O Ministério Público Federal, por intermédio da Procuradoria da República no Distrito Federal, expediu a Recomendação nº 14/2026 com o objetivo de preservar a legalidade e a isonomia do processo eleitoral do Sistema Confea/Crea e Mútua. O documento, assinado pela procuradora Luciana Loureiro Oliveira em 27 de março, é nominalmente dirigido ao presidente do Conselho Federal de Engenharia e Agronomia, Vinicius Marchese Marinelli, e aos integrantes da Comissão Eleitoral Federal. A medida visa assegurar a higidez do pleito com base nos princípios da razoabilidade e da segurança jurídica.
A questão central envolve as Deliberações CEF nº 14/2026 e nº 15/2026, que ampliaram as hipóteses de desincompatibilização para os candidatos.

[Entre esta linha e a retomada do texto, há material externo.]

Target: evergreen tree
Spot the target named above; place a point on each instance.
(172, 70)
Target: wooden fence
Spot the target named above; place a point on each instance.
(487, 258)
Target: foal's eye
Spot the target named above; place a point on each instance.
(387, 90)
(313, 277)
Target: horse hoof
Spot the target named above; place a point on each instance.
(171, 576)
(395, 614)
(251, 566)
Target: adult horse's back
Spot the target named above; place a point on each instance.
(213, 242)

Tais atos passaram a exigir que qualquer ocupante de cargo, emprego ou função pública, mesmo sem vínculo direto com o sistema profissional, se afastasse de suas funções para concorrer às eleições. A exigência abrangia agentes da administração pública direta e indireta em todas as esferas, prevendo o afastamento a partir de 4 de abril, próximo sábado. O MPF sustenta que essa interpretação extrapola o Regulamento Eleitoral, que prevê o afastamento apenas para aqueles que atuam no próprio Confea, Crea, Mútua ou entidades de classe relacionadas.

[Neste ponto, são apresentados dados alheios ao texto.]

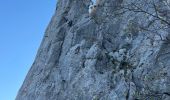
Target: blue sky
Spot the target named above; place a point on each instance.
(22, 25)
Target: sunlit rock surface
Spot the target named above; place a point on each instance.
(118, 51)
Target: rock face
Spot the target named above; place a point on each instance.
(118, 51)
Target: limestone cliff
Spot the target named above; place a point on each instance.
(120, 51)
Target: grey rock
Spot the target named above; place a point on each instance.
(117, 51)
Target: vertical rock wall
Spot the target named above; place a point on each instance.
(115, 53)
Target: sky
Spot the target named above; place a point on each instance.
(22, 26)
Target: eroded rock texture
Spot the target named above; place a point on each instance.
(120, 51)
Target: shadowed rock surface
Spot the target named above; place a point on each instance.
(120, 51)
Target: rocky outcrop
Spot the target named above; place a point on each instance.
(120, 51)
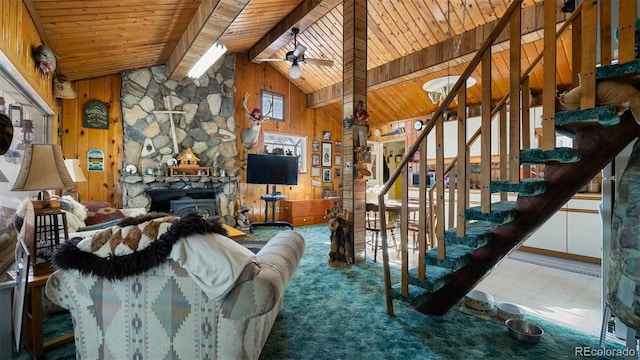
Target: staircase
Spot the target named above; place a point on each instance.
(486, 234)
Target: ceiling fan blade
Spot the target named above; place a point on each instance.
(271, 60)
(321, 62)
(299, 50)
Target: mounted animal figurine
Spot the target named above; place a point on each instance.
(46, 60)
(337, 254)
(249, 136)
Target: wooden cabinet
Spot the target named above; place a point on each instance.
(305, 212)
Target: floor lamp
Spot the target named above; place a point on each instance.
(43, 169)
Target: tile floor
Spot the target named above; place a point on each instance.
(565, 297)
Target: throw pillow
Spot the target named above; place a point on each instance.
(100, 212)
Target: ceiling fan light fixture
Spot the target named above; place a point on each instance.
(294, 71)
(215, 52)
(439, 88)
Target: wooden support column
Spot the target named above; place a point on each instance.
(354, 91)
(549, 78)
(515, 79)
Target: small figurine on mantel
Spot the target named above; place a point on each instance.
(243, 218)
(188, 166)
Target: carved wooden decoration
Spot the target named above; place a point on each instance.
(188, 165)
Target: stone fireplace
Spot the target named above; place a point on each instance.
(202, 111)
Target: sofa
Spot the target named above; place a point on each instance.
(165, 312)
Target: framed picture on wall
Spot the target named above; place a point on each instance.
(326, 175)
(272, 105)
(326, 154)
(285, 144)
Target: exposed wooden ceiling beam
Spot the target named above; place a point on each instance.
(209, 22)
(437, 57)
(303, 16)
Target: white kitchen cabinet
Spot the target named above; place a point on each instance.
(584, 228)
(575, 231)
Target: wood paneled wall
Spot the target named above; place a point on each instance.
(77, 140)
(299, 120)
(18, 37)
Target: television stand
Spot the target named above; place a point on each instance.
(271, 199)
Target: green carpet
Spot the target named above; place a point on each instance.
(333, 313)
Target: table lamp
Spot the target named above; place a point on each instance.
(43, 169)
(77, 175)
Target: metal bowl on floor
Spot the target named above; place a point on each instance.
(524, 331)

A procuradora argumenta que a Comissão Eleitoral Federal errou ao criar restrições ao direito de elegibilidade que não estão previstas na Resolução nº 1.150/2025. O documento destaca que a comissão não possui competência para expandir causas de inelegibilidade, devendo limitar-se a cumprir as normas expedidas pelo Plenário do Confea. Além disso, a recomendação aponta que as novas regras ferem o princípio da isonomia ao impor ônus excessivo a candidatos externos, como a necessidade de exoneração definitiva, enquanto garantem licença não remunerada aos que já integram o sistema. O uso de conceitos subjetivos, como a “capacidade de influência político-administrativa”, também gera insegurança jurídica e discricionariedade excessiva.

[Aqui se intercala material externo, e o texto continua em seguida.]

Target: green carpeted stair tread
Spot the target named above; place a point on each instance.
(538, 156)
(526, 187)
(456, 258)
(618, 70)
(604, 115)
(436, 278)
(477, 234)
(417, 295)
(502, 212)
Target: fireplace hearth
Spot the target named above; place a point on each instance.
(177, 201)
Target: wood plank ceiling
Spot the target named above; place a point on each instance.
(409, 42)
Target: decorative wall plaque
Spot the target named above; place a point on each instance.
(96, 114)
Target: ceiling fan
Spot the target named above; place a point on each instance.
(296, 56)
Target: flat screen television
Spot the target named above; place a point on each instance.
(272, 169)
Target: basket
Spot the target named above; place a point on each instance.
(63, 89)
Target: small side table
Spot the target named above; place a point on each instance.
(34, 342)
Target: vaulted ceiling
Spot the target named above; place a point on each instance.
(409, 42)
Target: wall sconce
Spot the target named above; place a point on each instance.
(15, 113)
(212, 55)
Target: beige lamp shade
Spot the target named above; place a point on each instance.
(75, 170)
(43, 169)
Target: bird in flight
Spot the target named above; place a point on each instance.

Diante das irregularidades, o Ministério Público Federal recomendou a anulação ou revogação imediata das deliberações contestadas ou de qualquer outro ato que amplie as hipóteses de desincompatibilização além do texto original do regulamento. O órgão orienta que a comissão se abstenha de exigir o afastamento de candidatos fora do âmbito do Sistema Confea/Crea/Mútua, salvo se houver lei ou resolução específica editada com respeito à anterioridade. Por fim, as autoridades notificadas devem dar ampla publicidade aos termos da recomendação e possuem um prazo improrrogável de 72 horas para informar se acatarão as medidas solicitadas.